24 January 2008
The PenguinTutor.com website was taken offline for a short time between the 23 and 24 January. Apologies to any inconvenience caused. This was caused by the monthly permitted bandwidth being consumed during one day by an attempted cracker (most people would refer to them as a hacker, although that is not the real meaning of a hacker).
The site, which normally runs at only a few hundred MB of downloads a month suddenly hit almost 3GB in the one day.
It appears that someone was attempting to get into the forum by using a brute force attack. A brute force attack is where someone tries multiple combinations of the password in an attempt to find the correct one.
Normally this is prevented by a remote login only allowing a set number of attempts, before locking the account for a period of time. I'm not sure if the forum implements this, but I'll be taking a look, although the forum is disabled anyway - with no write access to the database, so there is not much they could actually do even if they do succeed.
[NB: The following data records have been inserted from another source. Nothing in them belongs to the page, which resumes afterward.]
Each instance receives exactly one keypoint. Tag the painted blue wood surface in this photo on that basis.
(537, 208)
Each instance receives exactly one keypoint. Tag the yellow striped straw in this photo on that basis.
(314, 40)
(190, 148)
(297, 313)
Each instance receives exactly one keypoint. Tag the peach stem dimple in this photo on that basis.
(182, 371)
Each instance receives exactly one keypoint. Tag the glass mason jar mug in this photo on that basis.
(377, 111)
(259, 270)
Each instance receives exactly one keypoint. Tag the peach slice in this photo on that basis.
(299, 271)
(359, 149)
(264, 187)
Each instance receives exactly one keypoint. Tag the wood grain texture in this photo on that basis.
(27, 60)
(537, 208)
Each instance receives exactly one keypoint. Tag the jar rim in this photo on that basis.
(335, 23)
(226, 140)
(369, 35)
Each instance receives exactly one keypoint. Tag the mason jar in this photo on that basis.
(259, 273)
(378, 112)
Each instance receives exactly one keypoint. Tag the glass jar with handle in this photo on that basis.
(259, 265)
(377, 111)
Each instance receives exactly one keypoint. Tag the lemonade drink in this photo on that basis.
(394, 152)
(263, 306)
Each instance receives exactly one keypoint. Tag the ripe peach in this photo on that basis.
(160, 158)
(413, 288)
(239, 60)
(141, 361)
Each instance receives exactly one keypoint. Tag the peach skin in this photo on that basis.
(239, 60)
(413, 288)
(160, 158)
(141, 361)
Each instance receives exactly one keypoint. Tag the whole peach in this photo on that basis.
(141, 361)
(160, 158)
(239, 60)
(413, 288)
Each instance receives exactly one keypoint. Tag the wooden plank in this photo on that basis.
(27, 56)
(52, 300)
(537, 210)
However in the time that they were only they were only able to run about 100,000 attempts. However assuming upper and lower-case characters, and digits are used then there are 3,521,614,606,208 possible permutations (for a 7 character password), so it's unlikely they will have got far. Often they use dictionary guesses to reduce the number of attempts needed, but that only works if the password is a dictionary word, which mine aren't.
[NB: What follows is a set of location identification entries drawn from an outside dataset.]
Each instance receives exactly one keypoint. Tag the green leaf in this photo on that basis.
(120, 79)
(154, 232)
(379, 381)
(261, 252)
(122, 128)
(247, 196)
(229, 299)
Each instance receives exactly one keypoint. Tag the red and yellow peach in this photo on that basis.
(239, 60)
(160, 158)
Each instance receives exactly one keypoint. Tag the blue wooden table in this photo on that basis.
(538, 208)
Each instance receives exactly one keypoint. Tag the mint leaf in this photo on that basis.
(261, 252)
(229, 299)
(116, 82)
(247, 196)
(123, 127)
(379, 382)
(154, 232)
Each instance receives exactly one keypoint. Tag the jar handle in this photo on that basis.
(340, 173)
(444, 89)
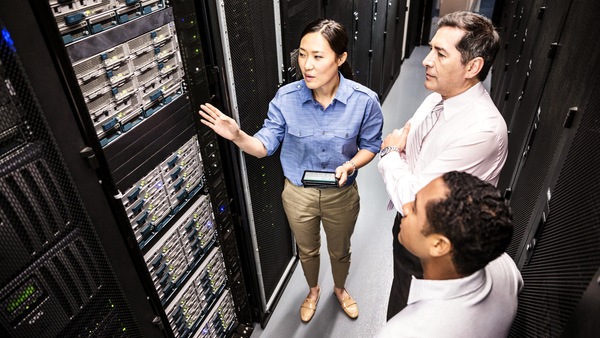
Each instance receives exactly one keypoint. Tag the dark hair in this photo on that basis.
(335, 33)
(480, 39)
(474, 217)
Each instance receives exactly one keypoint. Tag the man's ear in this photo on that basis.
(474, 67)
(342, 59)
(441, 246)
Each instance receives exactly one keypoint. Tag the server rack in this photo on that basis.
(56, 278)
(552, 111)
(131, 72)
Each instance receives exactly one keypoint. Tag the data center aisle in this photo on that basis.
(370, 274)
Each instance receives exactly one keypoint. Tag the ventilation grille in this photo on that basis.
(568, 253)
I have reported this individual to the relevant groups for them to investigate this attempt.
Unfortunately the response from my hosting company was not very helpful. In fact they appeared to be using a clause in the small print to leave my site down. They tried asking for Â£60 + vat for an increase in my bandwidth on a so called unmetered bandwidth account.
Reading the sales information on their website they say:
Bandwidth is the amount of data that is allowed to pass to or from your web space in a monthly period, measured in MB or GB. If we are unable to host your website due to excessive bandwidth use we will refund the entire hosting fee remaining."
Which sounds fine, but then in their fine print T&Cs there is a comment about not having files more than 1MB in size. I couldn't find this on the website, although they did point out where by sending an email:
"10.) Multimedia file types, limited in size to 1Mb, including but not limited to .mov, .avi, .mp3, .wav, .rm, .ram, .wmp, .zip, rar are permissible but sites using these file types will be monitored, and if Compila deems necessary 4 and 7 above will apply. Any files over 1MB in size are not allowed on our servers. Failure to adhere to this may result to suspension of your site with no prior warning."
Now five to ten years ago 1MB was a large file size, but it's now common for files to be over 1MB.
I only actually had 5 files over that size, and of those only 2 were download-able by users, and were not responsible for the high bandwidth utilisation.
I have since removed these and they have increased my bandwidth to allow the site to continue running. It did seam a little petty them pulling me up for such minor things.
Although I've had a few problems with the web hosting: Compila forgetting to renew my domain; a few outages etc. I've accepted these because of how cheap the offering is. It now seams that it is more restrictive than they originally led me to believe and I am now going to consider whether it may be better to move my sites to another provider. It's a shame when it's over these few files especially if you consider my normal bandwidth usage is only a very small amount.